Przespałam się z waszymi radami
myślę, że mała rabatka będzie taka: na przodzie zostawię żurawki za nimi zamiast lawendy dam małe hosty między nimi posadzę trzmielinę na pniu. Myślę żeby wysypać tam żwirek. Jak coś nie tak albo macie inne pomysły to proszę o komentarz.
Co do tej dużej rabaty to chyba zostanę przy kole, bo chce żeby tam też trawnik został, a jakoś nie widzę tam prostokątnych rabat
. Posadzę więcej roślin, lawendy nie będę męczyła pod bukszpanami zastąpię ją może tawułką. Dodam więcej róż i host może w różnych kolorach, żurawki myślę że nie tylko żółte, ale i bordowe zrobię. Myślę jeszcze nad czymś kwitnącym latem tylko marzyłyby mi się jakieś intensywnie kwitnące (coś fioletowego lub żółtego boję się mieszać więcej kolorów a i tak już żurawki bordowe doszły) przed żywopłocikiem z bukszpanu nasadzę dużo żółtych tulipanów. Zastanawiam się nad obrzeżem takim z kostki zrobionym na stałe, żeby trawa mi tam nie wrastała.

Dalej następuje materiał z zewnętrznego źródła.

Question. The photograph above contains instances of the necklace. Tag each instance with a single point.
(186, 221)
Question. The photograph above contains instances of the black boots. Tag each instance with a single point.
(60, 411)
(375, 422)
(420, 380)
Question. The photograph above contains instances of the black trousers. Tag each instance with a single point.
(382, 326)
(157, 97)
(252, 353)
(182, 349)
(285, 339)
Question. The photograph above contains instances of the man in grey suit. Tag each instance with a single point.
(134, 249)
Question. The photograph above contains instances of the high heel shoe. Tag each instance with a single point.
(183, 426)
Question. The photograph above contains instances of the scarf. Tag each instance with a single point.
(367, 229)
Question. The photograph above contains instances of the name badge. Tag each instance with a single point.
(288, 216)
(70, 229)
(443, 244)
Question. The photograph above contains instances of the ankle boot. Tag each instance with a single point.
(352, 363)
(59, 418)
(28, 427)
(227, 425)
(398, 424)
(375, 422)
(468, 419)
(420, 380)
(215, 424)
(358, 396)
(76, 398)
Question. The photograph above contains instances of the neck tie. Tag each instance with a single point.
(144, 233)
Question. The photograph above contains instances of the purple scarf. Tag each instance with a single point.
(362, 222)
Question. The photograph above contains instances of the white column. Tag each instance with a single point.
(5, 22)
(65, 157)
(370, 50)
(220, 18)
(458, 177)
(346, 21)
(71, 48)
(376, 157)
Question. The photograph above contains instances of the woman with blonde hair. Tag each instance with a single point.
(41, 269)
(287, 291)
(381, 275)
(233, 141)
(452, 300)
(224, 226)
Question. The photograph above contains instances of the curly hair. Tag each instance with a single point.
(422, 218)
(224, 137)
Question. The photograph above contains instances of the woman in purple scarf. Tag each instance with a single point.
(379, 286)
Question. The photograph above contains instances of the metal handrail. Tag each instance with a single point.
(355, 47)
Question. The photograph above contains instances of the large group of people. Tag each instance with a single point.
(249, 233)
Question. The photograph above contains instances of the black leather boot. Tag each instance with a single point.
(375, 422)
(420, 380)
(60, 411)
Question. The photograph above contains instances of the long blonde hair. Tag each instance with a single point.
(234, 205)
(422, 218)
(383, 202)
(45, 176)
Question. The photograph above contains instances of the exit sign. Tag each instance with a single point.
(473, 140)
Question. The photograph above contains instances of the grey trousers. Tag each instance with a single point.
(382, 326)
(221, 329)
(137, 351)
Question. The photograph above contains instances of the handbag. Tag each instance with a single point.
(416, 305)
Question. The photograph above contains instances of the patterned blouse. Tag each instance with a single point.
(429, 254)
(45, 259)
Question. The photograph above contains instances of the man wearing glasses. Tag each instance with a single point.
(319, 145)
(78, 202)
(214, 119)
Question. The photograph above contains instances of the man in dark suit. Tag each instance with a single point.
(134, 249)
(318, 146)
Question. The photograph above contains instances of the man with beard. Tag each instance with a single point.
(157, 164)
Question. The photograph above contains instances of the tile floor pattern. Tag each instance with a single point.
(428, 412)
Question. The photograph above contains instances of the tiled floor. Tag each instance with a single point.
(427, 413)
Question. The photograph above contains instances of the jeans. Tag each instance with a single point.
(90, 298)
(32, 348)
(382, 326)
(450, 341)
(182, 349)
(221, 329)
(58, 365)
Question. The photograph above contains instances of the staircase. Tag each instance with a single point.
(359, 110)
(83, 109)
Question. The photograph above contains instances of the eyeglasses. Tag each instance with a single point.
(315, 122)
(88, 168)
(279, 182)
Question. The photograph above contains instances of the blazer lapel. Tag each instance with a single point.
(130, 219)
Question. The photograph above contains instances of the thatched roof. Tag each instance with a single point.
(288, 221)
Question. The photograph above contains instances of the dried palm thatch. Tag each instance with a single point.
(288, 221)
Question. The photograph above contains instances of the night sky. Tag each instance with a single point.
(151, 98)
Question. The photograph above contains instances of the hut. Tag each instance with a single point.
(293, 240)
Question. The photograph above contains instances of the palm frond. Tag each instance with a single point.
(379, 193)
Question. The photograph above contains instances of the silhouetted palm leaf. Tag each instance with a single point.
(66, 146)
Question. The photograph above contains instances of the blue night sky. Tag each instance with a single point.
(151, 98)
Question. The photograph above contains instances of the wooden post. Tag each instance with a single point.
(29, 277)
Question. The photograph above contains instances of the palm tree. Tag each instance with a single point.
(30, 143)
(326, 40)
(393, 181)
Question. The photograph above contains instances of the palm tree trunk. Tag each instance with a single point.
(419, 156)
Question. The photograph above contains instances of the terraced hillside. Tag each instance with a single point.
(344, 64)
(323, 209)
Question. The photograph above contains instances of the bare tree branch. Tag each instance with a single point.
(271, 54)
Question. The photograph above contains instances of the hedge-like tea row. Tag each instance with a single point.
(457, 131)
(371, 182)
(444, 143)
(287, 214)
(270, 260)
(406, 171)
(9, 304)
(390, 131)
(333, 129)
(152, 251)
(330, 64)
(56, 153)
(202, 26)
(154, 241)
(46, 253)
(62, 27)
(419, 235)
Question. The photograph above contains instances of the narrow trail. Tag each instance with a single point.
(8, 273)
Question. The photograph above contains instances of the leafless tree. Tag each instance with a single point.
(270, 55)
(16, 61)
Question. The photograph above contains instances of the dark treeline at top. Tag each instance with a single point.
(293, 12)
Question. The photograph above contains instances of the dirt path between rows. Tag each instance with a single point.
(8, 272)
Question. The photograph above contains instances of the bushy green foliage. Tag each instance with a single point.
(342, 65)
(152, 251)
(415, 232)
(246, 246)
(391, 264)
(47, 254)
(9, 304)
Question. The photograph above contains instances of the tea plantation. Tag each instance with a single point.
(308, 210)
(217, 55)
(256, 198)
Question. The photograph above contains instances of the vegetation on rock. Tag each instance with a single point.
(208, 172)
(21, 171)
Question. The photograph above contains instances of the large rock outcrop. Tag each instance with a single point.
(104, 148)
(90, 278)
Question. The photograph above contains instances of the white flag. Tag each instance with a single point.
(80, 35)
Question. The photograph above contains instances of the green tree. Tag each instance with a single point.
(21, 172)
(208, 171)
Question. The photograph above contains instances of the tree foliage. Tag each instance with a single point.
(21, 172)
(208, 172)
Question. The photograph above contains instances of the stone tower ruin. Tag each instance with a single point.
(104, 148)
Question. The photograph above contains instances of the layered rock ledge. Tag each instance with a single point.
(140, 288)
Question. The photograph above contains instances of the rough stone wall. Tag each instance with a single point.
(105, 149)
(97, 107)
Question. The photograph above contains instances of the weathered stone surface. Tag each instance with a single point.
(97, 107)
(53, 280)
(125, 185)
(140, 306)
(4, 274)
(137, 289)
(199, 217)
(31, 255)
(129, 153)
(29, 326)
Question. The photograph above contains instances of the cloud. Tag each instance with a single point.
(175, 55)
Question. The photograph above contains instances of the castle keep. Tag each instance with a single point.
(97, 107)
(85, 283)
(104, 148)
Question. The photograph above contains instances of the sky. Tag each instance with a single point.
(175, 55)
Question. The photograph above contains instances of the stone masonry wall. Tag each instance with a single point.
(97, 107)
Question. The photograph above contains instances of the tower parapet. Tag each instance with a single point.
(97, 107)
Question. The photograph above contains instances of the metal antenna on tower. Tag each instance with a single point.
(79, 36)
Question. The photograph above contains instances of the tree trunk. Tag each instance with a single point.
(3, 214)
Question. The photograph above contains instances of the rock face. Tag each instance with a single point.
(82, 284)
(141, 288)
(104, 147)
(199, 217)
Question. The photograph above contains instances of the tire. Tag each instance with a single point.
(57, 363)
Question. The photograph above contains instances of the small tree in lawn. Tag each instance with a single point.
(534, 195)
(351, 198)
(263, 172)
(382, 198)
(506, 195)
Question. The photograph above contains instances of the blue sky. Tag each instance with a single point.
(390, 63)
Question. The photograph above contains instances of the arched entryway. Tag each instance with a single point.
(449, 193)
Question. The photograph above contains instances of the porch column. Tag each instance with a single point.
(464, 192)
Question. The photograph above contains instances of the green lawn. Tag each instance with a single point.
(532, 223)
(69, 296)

Brak mi też pomysłu na te nieszczęsne gazony
oj rabatka byłaby tam fajna
ale niestety nie mogę. Tłumaczą mi to ukształtowaniem terenu wcześniej kilkanaście lat wcześniej nie było gazonów tylko takie 25 cm (wys.)obrzeże bo ziemia z tej skarpy się wsypywała na chodnik.
Jedyny pomysł jaki mi przychodzi do głowy to to że skoro nie mogę mieć lawendy na rabacie to dam ją tam po trzy gazony z lawenda i trzy z żurawka czerwoną. Co prawda rabaty to mi nie zastąpi, ale zawsze coś się zmieni. Jeśli coś by Wam przyszło do głowy to będę wdzięczna za sugestie.